Posted on September 28, 2009 in Equality Debates, Governance Debates, Health Debates, Inclusion Debates, Social Security Debates

TheMarkNews.com – Articles – Freedom from Want
First published Sep 25, 2009.   Robert Rainer, Executive Director of Canada Without Poverty (CWP/CSP).

From parliamentarians, think tanks, and NGOs, the reports on combating Canadian poverty keep on coming. “Eh, what do you mean, poverty in Canada?”

1. The poverty of the homeless, who number as many as 300,000 – about one in 110 of us.
2. The poverty of the millions of working poor whose insufficient earnings do not meet ends. (They, too, are often among the homeless.)
3. The poverty of the young, whose setbacks put them at a disadvantage from the get-go, while costing us all a bundle. (A 2008 study pegged the cost of child poverty in the U.S. at $500 billion USD per year: pro-rating to Canada, our cost may be $50 billion CDN or more, or about 3 per cent of GDP.)
4. And poverty of Aboriginals, recent immigrants, persons with disabilities … the story runs deep.

The latest report is from The Conference Board of Canada. In its 2009 edition of “How Canada Performs: A Report Card on Canada,” the board gives Canada a “D” for the poverty rate (12 per cent) among working-age adults. It also issues a “C” for our record on child poverty, income inequality (poverty’s ugly step-parent), and the pay equity gap (21 per cent) between women and men.

Indeed, in a ranking of 17 peer countries, the board placed Canada 13th for its child poverty rate in the mid-2000s (15.1 per cent, up from 12.8 per cent 10 years earlier), and 15th for its poverty rate among working-age adults (12.2 per cent, up from 9.4 per cent). We fare better with an “A” grade for our elderly poverty rate (5.9 per cent). But even here is trouble – in the mid-1990s it was almost half that, just 2.9 per cent.

Which raises the question: What does Canada need to do differently to progress on this issue?

The Conference Board points to solutions often touted – “make work pay” and greater investment in education, child care, and flexible employment for parents. These are urgent, but alone, and even in combination, are insufficient. For there are at least two prerequisites to meaningful Canada-wide progress on poverty – and both are presently lacking.

First is for the exercise of visionary, vigorous federal leadership. Through its policy-making and income redistribution powers, the federal government is a critical combatant of poverty. Precisely because of the federal introduction of income security programs for seniors, the poverty rate for the aged is admirably low.

But rather than seize the day for stepped-up leadership on this issue, the Conservative government rejects a strong federal role.

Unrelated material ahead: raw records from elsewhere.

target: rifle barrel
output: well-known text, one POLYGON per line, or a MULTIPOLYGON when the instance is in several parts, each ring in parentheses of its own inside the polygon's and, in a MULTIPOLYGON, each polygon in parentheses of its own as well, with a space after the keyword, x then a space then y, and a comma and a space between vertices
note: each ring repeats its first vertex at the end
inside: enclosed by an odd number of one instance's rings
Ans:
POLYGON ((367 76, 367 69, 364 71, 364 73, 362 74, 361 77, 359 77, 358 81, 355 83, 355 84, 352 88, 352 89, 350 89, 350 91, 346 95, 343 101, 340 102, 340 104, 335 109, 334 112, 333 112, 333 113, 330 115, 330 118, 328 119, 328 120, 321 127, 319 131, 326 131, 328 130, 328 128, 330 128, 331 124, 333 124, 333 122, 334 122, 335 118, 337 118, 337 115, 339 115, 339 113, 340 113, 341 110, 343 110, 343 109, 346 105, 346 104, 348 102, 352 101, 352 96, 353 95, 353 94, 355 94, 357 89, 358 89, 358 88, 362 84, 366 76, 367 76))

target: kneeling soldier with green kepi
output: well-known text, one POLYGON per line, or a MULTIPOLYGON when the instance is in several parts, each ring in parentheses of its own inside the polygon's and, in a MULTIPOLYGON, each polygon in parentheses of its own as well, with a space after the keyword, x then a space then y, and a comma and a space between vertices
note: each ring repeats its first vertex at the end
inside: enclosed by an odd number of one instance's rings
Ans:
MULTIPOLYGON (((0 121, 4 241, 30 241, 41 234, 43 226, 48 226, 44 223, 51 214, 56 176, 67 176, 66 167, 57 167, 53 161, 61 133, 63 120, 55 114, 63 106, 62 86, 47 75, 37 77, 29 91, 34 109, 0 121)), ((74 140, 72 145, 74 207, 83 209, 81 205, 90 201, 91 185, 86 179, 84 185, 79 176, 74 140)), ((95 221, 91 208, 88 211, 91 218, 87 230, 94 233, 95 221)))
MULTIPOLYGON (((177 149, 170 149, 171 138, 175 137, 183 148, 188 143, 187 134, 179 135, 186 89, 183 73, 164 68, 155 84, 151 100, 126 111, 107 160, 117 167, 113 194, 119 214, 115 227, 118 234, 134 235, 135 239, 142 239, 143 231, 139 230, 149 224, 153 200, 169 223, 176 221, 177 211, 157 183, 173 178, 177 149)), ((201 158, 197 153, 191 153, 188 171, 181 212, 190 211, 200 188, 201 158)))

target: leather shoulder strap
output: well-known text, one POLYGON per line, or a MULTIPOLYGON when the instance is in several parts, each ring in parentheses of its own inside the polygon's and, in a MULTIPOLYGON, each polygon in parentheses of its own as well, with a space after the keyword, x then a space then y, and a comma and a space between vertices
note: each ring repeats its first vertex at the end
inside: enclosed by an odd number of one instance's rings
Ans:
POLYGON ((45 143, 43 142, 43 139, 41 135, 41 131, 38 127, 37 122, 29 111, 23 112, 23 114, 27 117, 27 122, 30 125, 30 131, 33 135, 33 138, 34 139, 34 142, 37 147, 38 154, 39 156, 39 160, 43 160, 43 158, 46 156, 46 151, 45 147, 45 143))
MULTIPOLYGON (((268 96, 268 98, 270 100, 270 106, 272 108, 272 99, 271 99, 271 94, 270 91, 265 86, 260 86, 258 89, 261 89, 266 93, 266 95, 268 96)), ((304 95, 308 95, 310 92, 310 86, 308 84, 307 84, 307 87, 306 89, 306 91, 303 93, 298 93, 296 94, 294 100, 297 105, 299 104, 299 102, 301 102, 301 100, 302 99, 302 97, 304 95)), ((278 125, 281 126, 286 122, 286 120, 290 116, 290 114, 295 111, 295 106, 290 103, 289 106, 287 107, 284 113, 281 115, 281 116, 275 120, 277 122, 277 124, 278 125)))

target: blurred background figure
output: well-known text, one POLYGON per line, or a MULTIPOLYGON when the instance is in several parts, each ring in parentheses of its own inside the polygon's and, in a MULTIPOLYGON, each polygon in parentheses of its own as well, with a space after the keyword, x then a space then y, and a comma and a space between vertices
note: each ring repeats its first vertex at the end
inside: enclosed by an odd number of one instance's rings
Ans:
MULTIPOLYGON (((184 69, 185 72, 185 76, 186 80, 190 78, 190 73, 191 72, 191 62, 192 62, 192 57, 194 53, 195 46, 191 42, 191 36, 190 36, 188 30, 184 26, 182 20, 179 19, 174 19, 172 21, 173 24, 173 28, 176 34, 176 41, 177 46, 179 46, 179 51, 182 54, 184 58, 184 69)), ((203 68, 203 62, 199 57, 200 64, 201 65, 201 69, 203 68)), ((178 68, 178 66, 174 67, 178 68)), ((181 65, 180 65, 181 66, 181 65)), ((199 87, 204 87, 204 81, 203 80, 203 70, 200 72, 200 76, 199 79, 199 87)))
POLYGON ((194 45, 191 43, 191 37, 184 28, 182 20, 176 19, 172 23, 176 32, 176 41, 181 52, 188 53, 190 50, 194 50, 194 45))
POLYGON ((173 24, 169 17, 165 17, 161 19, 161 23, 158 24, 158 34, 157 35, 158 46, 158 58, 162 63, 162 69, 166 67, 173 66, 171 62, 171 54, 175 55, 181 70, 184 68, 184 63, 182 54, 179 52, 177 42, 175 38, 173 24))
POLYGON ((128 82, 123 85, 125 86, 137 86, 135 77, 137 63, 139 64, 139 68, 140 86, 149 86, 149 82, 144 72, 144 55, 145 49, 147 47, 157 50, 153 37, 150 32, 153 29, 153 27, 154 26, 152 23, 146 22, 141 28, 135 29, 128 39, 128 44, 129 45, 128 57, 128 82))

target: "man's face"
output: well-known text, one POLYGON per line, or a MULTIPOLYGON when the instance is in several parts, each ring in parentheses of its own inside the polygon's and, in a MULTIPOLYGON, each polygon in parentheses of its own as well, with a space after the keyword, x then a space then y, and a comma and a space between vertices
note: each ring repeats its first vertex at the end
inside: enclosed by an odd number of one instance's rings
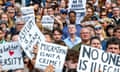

In June, it rejected a UN Human Rights Council recommendation for Canada to have a national poverty elimination strategy, falsely claiming that “provinces and territories have jurisdiction in this area of social policy.” In fact, the feds own, control, administer, or fund 75 to 80 per cent of all income security programs in the land and, as well, have a major hand in housing, health, post-secondary, and other relevant programs. Indeed, according to an OECD report, were it not for government cash transfers and tax credits for low-income earners, Canada’s poverty rate in the mid-2000s would have been 23 per cent rather than 12 per cent.

The second prerequisite for lasting success is to place human rights at the centre of anti-poverty action.

Too often, the call for action is based on charity, not justice. “Help for the vulnerable,” we hear.

But embracing poverty as a matter of human rights – what Louise Arbour calls “an international consensus on the minimum conditions for a life of dignity” – changes the frame. She argues that giving economic, social, and cultural rights, as articulated within the Universal Declaration of Human Rights (UDHR) and related agreements, the force of law – the status of constitutional entitlement – would promote the “freedom from want” to which millions of Canadians aspire, while capturing the “immense opportunity to affirm our fundamental Canadian values” such as fairness and equality.

The tide is turning towards the rights-based approach to poverty. As one marker, Amnesty International recently launched its worldwide Demand Dignity campaign with the observation that “whatever plan is pursued, whatever projects are prioritized, whatever aid package is agreed, no solution to poverty without human rights at its core will have any long-term impact. … Governments must create the conditions that allow people living in poverty to claim their human rights, to empower themselves, so that they can be masters, and not victims, of their destiny.”